僕が黙り込むと彼女は少し明るい声で話しかけてきた。  
「傷の事は子供の時あなたが謝ってくれたからもういいの。  
ねぇあなたが毎年描いてきた桜の絵を全部見たい。」  
それぐらいなら応じてもいい気がして僕は桜の絵を持ってきた。  
幼稚園の時のクレヨンで殴り描きしたようなもの、小学生の時初めて水彩絵の具で描いたもの、  
中学に入りデッサンに凝って白黒でカッコつけて描いたもの、去年の油絵。  
それらをソファーの後ろの窓の前の広いスペースに並べる。  
窓の外には桜の樹。  
同じ桜を描いたのに僕の描いた絵はどれも違って見える。  
「わぁ。綺麗に描いてくれたのね。  
嬉しいわ。  
一枚ずつ表情が違うのはあなたの心を映しているのね。」  
彼女は微笑みながら絵を見ている。  
普段の僕なら、心が…なんて評されたらムッとしてしまう。  
しかし彼女に言われても嫌な気分はしなかった。  
「私がきれいに花をつけられるのは今年最後だから、描いてほしかったな。」  
「それを言うために現れたんですか?」  
「本当はあなたに触れたかった。
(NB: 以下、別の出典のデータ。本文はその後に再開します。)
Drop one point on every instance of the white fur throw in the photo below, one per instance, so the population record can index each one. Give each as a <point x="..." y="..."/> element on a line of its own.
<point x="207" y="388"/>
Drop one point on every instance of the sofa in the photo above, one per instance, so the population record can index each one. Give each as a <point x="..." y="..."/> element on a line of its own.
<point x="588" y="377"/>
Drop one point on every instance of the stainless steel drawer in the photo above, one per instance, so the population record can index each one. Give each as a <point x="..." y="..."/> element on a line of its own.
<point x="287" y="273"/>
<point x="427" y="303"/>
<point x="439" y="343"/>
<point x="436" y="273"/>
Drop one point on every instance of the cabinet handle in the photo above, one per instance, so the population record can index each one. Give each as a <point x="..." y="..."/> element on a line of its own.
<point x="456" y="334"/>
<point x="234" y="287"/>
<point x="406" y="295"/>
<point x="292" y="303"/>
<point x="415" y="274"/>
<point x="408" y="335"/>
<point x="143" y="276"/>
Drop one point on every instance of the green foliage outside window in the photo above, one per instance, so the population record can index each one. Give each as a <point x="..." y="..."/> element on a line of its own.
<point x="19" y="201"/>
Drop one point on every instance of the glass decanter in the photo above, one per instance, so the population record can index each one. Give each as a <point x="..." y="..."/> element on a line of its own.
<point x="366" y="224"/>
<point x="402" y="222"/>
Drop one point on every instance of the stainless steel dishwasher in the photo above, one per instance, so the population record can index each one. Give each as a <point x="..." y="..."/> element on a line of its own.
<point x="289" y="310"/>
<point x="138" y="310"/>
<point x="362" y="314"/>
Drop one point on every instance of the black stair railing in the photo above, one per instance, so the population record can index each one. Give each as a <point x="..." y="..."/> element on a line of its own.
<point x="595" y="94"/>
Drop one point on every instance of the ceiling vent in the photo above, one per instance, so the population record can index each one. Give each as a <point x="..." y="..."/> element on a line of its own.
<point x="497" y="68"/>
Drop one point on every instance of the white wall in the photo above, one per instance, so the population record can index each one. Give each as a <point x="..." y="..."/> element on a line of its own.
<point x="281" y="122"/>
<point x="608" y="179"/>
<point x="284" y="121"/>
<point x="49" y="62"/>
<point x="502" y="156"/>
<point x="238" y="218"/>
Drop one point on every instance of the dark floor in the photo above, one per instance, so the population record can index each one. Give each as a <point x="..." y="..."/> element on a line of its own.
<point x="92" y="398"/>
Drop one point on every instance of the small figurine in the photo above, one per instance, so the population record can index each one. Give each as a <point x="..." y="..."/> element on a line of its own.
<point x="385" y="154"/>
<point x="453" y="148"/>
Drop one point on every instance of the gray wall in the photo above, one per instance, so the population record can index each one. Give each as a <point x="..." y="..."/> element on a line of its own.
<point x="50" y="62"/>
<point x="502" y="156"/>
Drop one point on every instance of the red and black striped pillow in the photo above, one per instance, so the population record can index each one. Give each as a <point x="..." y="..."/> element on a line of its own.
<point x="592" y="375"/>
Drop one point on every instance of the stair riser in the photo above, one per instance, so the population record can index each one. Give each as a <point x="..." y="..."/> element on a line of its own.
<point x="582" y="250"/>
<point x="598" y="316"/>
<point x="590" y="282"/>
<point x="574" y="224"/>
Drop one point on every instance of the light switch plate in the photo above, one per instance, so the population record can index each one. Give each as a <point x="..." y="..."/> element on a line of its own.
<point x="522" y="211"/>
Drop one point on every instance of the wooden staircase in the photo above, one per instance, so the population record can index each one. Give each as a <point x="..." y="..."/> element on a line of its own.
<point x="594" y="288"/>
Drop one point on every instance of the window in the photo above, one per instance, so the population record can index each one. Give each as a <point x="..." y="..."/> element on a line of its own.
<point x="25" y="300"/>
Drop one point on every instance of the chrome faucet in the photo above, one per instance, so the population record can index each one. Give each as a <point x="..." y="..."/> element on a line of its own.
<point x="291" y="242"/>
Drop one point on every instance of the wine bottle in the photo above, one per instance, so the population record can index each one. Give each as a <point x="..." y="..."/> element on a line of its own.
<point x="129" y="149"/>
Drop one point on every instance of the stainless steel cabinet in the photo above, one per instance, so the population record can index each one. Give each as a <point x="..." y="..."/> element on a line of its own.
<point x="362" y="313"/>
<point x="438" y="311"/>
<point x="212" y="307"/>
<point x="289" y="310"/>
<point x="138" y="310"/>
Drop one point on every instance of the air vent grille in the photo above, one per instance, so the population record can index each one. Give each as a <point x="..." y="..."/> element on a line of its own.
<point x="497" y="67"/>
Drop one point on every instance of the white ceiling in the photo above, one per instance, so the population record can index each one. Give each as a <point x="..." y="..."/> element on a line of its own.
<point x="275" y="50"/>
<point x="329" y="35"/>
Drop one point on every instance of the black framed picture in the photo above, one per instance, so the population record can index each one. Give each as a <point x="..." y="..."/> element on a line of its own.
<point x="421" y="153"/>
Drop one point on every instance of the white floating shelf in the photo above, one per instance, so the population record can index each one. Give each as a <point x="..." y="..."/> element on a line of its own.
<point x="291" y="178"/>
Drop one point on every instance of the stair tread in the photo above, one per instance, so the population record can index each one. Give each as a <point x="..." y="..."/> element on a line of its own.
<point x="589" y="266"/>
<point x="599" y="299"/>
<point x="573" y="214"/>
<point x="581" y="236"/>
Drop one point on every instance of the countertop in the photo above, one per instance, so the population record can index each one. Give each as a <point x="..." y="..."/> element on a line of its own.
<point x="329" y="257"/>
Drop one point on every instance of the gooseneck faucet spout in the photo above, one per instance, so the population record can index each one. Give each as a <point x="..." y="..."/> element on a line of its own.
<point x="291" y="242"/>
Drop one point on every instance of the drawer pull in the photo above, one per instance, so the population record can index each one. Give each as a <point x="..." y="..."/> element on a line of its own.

」  
彼女は僕の方を向くと頬を触ってきた。  
急に僕は女の人と二人きりというのを意識した。  
部屋の明かりはつけておらずカーテンも開けっ放しで月明かりが彼女を照らしていた。  
淡い夜の光に浮かぶ彼女の淡いピンクの唇。  
僕の絵に興味を持ってくれた女の子は彼女が初めてかもしれない。  
「キスしてもいいですか?」  
「いいわよ。」  
絶対断られると思ったのに彼女は一歩前に進み僕に近づいた。  
いいのかなと思いつつ僕はそっとキスをした。  
彼女の背中に手を回す。  
温かく柔らかい女性の体に僕はホッとした。  
このまま甘えてしまいたい。  
僕は唇を離しても彼女から離れられなかった。  
 
「キスしたらもっとあなたと触れ合いたくなっちゃった。」  
意外に彼女からまた唇を重ねてきた。  
僕ももっと彼女に触れていたかった。  
僕は久しぶりに他人の体温に触れホッとした。  
僕はそっと彼女の胸を触った。  
嫌がられている感じがしないのでかなり強く揉んでみる。  
「あっ…」  
彼女が小さな声をあげそれを耳元で聞いた僕は止まらなくなってしまった。  
彼女の柔らかい耳たぶを口に含みながら胸をもみしだく。  
彼女が目を閉じて感じているようなので、服を脱がし始めた。  
足元に彼女が身につけていた衣服が落ち、白い肌の裸体が現れると僕は見とれた。  
丸く豊かな乳房に美しい曲線を描くお腹、細い脚。  
「あなたの悲しみが和らぐなら…」  
僕と彼女は抱き合うと床に寝転んだ。  
僕が彼女の胸に顔を埋めている間彼女は優しく頭を撫でてくれた。  
乳首を舌で転がし吸うたび彼女の吐息が漏れる。  
僕はやがて彼女の足を少し持ち上げ熱くなっている部分に口を近づけた。  
息を吹きかけ舌を這わす。  
「あ…んっ…」  
彼女は身をよじり目をギュッとつぶる。  
彼女の熱い蜜を舐めとり吸い込む。  
舌を入れる度、蜜は溢れてきて少し早いけど僕は入れたくなってしまった。  
僕は自分の服を脱ぎながら彼女に起き上がってと言った。  
彼女が起きると僕は寝転び、彼女に上に乗ってほしいと頼んだ。  
戸惑いつつもとりあえず僕の太股をまたぎ彼女は座った。  
「このカッコなら君と桜の樹が見える。  
とても綺麗だ。  
絵は必ず描くよ。」  
彼女の後ろの窓から夜桜が見えるのだ。  
彼女は照れていたが嬉しそうだった。  
そして彼女にゆっくりと腰を沈めて僕のモノを挿入してもらった。  
すでに彼女の中は十分潤っていたので僕は思い切り腰をあげ動かした。  
「…あっ、あぁっ…」  
彼女の丸いおっぱいが揺れる。  
下から見ると大きく興奮する。  
やがて彼女が腰を動かしはじめ僕は今までにない快感に身を委ねた。  
月明かりに輪郭を照らされた彼女は美しく妖しい光を放っている。  
背景の夜桜もまた闇に白い花と枝を浮かべこっちを見ている。  
「…ねぇっ…桜が…二度と咲かなくてもっ…」  
彼女が僕を攻めながら呟く。  
「私のこと、忘れないでっ…私を描いていた日々を…忘れないでね…」  
僕は頷くと彼女に長いキスをした。  
やがて果てた僕を彼女は優しく抱き締めてくれた。  
 
 
朝目が覚めると彼女の姿は無かった。  
しかし僕が毎年描いていた桜の絵画たちは部屋の隅に並べてある。  
庭に目を向けると美しい桜が陽光の中、花を揺らしている。  
「今までで一番綺麗に描くから。」  
僕は声をかけると画材を居間に並べたのだった。